Currently, an estimated quarter of a million children serve as soldiers for government forces, paramilitaries and rebel groups around the world. In the past year, American tax dollars funded military assistance to six governments who use children to fight in their armed forces. The Child Soldier Prevention Act, which Congress passed today as part of a larger human trafficking bill, threatens to cut several types of U.S. military assistance to countries that continue to enlist or force children into their ranks.

"Americans' tax dollars should never contribute to training and arming children and sending them into battle," said Joseph Mettimano, vice president for advocacy at World Vision, and a key adviser in the development of the Child Soldier Prevention Act. "This bill ensures genuine consequences for governments using children to fight their wars. We applaud Congress for passing this legislation and urge the President to sign the bill immediately."

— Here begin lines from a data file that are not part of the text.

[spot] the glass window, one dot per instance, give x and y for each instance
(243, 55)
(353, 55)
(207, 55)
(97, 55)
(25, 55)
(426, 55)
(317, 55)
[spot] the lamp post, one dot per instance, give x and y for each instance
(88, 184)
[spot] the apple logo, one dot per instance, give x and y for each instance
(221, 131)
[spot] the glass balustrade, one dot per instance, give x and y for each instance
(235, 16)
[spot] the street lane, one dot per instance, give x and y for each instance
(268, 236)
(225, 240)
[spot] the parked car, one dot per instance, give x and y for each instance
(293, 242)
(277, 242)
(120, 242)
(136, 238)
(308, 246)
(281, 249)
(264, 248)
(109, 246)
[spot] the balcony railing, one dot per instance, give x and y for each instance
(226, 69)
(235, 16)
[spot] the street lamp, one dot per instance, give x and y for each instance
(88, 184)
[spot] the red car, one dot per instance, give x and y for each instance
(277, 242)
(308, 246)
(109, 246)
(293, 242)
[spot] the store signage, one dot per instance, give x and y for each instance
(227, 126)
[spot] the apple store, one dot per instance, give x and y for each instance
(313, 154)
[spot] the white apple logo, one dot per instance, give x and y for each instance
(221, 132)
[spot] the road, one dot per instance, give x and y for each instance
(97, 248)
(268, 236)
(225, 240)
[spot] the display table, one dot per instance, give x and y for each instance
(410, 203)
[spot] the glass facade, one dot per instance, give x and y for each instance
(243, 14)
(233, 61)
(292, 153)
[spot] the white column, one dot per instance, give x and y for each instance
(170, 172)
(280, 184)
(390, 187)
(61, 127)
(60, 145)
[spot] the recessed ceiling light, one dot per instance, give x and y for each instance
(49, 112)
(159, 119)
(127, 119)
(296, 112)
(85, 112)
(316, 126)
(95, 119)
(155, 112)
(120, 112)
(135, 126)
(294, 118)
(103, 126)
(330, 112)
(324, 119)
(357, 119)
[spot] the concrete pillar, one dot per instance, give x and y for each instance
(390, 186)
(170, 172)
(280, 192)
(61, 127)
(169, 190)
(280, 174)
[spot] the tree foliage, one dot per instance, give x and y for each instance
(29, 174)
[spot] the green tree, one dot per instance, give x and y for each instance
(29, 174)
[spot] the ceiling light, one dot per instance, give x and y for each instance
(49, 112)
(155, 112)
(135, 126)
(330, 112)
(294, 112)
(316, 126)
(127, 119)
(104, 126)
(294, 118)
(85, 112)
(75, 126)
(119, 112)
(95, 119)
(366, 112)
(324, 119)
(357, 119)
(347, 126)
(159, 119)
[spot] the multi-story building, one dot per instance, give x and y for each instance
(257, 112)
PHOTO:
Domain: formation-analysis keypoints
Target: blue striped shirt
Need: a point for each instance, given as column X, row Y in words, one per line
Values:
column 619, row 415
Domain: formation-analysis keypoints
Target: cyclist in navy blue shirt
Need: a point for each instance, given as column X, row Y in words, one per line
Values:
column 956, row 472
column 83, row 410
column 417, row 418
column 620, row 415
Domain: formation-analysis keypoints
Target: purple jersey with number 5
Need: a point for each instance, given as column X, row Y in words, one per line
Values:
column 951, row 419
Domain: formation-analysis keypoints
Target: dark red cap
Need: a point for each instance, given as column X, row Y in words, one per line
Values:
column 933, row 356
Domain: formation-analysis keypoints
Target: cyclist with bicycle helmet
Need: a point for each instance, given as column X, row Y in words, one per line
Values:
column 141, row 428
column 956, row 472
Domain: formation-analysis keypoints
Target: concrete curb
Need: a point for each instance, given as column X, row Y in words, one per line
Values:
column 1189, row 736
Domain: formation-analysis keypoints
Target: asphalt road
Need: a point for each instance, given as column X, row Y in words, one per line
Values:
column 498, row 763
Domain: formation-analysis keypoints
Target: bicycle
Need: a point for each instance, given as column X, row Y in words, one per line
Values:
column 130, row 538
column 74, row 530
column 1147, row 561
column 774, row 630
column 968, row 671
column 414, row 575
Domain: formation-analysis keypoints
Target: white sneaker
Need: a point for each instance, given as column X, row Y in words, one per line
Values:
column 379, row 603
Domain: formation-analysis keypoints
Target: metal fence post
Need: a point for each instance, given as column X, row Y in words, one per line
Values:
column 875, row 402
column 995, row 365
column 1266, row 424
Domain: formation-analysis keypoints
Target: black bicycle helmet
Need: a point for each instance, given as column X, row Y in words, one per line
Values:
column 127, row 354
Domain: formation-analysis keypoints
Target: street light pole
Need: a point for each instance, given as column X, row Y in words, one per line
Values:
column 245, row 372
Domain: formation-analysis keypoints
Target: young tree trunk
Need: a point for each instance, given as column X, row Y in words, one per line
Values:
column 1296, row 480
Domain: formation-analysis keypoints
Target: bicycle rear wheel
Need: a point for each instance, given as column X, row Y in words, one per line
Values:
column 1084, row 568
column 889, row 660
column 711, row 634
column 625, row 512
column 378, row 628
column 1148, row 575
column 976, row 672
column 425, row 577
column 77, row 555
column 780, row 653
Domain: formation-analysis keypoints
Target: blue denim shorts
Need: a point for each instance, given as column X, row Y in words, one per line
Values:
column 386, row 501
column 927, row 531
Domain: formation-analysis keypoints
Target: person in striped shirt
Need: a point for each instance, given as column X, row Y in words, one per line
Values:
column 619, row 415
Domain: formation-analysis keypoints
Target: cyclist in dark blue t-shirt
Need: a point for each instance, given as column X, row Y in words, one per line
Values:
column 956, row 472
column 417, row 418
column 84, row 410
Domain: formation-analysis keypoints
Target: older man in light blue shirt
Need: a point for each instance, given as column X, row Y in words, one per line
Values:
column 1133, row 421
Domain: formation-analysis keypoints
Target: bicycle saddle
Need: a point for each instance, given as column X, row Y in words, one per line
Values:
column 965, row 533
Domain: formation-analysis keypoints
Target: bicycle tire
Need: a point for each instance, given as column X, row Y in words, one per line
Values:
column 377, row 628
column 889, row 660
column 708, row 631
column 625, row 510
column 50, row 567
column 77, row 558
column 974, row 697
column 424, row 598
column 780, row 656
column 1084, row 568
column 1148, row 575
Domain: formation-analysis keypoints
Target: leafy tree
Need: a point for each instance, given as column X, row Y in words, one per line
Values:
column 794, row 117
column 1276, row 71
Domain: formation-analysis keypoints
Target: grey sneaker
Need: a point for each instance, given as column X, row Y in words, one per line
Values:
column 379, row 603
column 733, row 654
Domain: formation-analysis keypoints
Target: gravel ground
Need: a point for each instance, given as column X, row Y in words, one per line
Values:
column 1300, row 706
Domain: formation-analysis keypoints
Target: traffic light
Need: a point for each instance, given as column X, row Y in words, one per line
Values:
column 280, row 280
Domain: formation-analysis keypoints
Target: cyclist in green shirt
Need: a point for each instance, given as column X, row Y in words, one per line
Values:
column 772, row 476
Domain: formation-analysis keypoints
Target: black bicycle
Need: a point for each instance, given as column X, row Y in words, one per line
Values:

Child soldiers -- some as young as 7 -- are used as frontline combatants, porters, spies, human mine detectors and sexual slaves in some 20 conflicts on nearly every continent. The physical, emotional, and psychosocial damage caused by children's exposure to armed conflict is severe and lifelong.

About the Child Soldier Prevention Act

Each year, the Department of State's Country Reports on Human Rights identify government forces that recruit or use children in violation of existing international standards.

Countries listed in each year's report will be given two years to release the children within their ranks. During that time, the only military assistance the U.S. will provide will be specifically to help in that process. If, after that two-year period, there is evidence that child soldiers are still being used or recruited, all key forms of U.S. military assistance will be cut.

According to the Department of State, the countries that could be affected currently are Afghanistan, Chad, the Democratic Republic of Congo, Sri Lanka, Sudan and Uganda.